The concept of one type of disease producing symptoms in multiple organs "is not entirely new," de la Monte adds, noting that atherosclerosis affects the kidneys, the brain, and the heart, yet those conditions aren't thought of as three different diseases.
If diabetes and Alzheimer's are indeed two different facets of the same disease, then Alzheimer's could conceivably be treated in a way similar to diabetes.
One approach is to use insulin itself. Both Burns and Suzanne Craft, a University of Washington professor of psychiatry and behavioral sciences, are evaluating the hormone as a treatment for cognitive impairment in Alzheimer's patients.

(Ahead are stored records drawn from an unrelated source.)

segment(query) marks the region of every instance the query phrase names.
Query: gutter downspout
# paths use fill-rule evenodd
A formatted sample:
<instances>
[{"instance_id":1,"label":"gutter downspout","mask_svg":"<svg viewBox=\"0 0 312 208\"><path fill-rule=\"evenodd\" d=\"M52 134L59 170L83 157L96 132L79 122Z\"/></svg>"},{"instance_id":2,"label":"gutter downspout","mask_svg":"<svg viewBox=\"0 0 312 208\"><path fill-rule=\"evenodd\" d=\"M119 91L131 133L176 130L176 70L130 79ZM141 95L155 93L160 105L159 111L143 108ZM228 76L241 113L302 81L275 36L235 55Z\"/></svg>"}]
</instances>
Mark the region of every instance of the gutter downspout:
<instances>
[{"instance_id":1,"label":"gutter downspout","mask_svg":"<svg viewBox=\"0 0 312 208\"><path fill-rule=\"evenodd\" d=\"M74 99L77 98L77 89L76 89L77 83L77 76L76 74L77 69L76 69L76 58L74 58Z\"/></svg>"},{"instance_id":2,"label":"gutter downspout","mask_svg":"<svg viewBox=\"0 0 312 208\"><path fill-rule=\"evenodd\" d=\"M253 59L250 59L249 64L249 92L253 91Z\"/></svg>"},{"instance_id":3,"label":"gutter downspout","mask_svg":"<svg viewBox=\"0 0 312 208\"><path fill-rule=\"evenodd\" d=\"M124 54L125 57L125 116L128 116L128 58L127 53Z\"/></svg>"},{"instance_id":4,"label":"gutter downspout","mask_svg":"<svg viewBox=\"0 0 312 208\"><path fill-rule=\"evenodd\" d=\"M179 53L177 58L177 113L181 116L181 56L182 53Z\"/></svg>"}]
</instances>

Injecting nondiabetics with insulin isn't practical because the hormone would cause undesirable side effects such as driving down their blood sugar, Burns says. But "if you spray insulin into the nose, it crosses the blood-brain barrier and gets into the brain without affecting the body's blood sugar status."
Craft has shown that intranasal insulin improves memory in patients with mild cognitive impairment or early-stage Alzheimer's (Neurology 2008, 70, 440). Craft's group and Burns's own team are studying the brain mechanisms behind that observation.
But insulin may have limited utility because brain cells in Alzheimer's patients gradually become less responsive to the chemical, de la Monte cautions. Once that happens, "high levels of insulin are not necessarily of any benefit," she says. "They may even be harmful."
ANOTHER APPROACH is to normalize insulin function with "insulin sensitizing" drugs such as rosiglitazone and pioglitazone. These thiazolidinedione compounds, which are already available for treating diabetes, have shown some memory benefits for Alzheimer's patients in clinical trials, Burns says.
The compounds have anti-inflammatory properties, improve insulin activity, and also help insulin protect neurons against damage by ADDLs. The drugs work by activating peroxisome proliferator-activated receptors (PPARs), which control the expression of genes that are normally regulated by insulin. However, the drugs activate the gamma version of the receptor, which is most common in muscle and fat tissue, de la Monte says. Most PPARs in the brain are the delta type of receptor, so companies are now developing compounds specific for delta PPARs, she notes.
If such a compound can be developed, Northwestern's Klein thinks it would need to be paired with a treatment that reduces the load of toxic ADDLs in the brain. Vaccines and therapeutic antibodies are under development for this purpose, he says.
Schubert says successful treatment will require changes in diet and lifestyle as well as the use of drugs with multiple targets. One potential source for such a drug is curcumin, the polyphenolic yellow-orange curry spice derived from the turmeric plant. Schubert's group is working on a synthetically modified form of curcumin that inhibits glycation and also shows anti-inflammatory activity. The modified curcumin shows promise for treating both Alzheimer's and diabetes.
For now, de la Monte recommends exercise to increase blood flow to the brain and to increase insulin responsiveness throughout the body. That won't prevent Alzheimer's, she admits, but it will help you to have a clearer mind. "You're making the brain work harder," she says, "and you're delivering more nutrients to the brain."